ID :
128490
Thu, 06/17/2010 - 22:10
Auther :

MALAYSIA'S A3 SOVEREIGN CREDIT RATING STRONGER THROUGH GLOBAL CRISIS




KUALA LUMPUR, June 17 (Bernama) -- Malaysia's A3 sovereign credit rating has
been underpinned through the global crisis by its strong external position, deep
and liquid domestic capital markets as well as a well managed financial system,
says Moody's Investors Services in its annual sovereign report.

In a statement here Thursday, Moody's said the sovereign credit outlook is
stable and is adequately supported by favourable expectations for economic
performance and policy management.

This also includes the government's efforts to liberalise investment laws
and foster competition so as to improve the country's growth model.

"Malaysia's strong liquidity and deep capital markets have ensured the
"finance-ability" of large fiscal deficits and affordability of higher level of
government debt that was ratcheted up by policy responses to the external shocks
of 2008-09," Moody's Vice President and author of the report, Aninda Mitra,
said.

While Malaysia boasts a well-diversified and reasonable competitive and
externally oriented economy, stabilisation of government's debt level in the
medium term requires stronger economic and fiscal reforms than seen in the
recent past.

Consequently, the government's recent articulation of medium-term policy
goals of enabling greater domestic competition, fostering a knowledge-driven
economy and achieving a higher income status - as contained in its New Economic
Model - represent its strong intent to re-invigorate and re-balance the drivers
of economic growth.

However, a demonstrable commitment to specific medium-term strategies that
may better underpin its relative sovereign credit fundamentals remains pending,
Moody's said.

In particular, the rationalisation and better targeting of fuel subsidies
and the implementation of goods and services taxes are both important.
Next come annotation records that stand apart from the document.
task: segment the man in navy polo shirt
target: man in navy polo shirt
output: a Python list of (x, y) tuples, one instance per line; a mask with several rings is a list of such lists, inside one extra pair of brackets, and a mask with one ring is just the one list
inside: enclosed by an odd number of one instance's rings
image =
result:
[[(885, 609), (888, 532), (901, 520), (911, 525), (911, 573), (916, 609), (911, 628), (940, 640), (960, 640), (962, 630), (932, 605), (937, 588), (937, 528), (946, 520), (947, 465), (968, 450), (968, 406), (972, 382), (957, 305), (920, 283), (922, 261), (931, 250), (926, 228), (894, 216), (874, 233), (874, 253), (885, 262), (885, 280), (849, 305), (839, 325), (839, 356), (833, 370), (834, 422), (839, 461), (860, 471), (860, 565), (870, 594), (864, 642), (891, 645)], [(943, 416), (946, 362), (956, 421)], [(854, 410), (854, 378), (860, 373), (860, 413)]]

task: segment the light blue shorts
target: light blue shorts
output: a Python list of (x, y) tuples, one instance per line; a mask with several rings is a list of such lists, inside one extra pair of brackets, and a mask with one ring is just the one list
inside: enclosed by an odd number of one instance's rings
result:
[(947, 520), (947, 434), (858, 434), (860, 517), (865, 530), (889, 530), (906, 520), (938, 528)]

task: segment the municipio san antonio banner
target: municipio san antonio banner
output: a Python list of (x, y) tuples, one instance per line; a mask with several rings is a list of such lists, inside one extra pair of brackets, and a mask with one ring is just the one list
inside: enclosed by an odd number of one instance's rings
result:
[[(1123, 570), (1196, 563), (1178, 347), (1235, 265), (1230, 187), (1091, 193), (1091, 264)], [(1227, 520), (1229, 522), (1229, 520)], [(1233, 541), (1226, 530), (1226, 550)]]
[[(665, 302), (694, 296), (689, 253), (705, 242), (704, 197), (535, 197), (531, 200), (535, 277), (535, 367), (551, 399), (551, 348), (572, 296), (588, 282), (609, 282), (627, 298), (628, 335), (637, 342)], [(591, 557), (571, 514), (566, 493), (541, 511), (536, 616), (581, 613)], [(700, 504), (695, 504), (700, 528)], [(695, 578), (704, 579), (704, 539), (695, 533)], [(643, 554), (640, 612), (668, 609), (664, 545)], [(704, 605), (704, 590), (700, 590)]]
Moreover, the abilities to heighten local competition and generate greater
domestic private investment are crucial.

Such measures could lift trend growth prospects as well as reduce the
relatively large role of the public sector in capital formation.

Against the backdrop of sound monetary management and sophisticated capital
markets, sustainable improvements in Malaysia's growth fundamentals and the
government's fiscal performance would provide upward rating pressure, it added.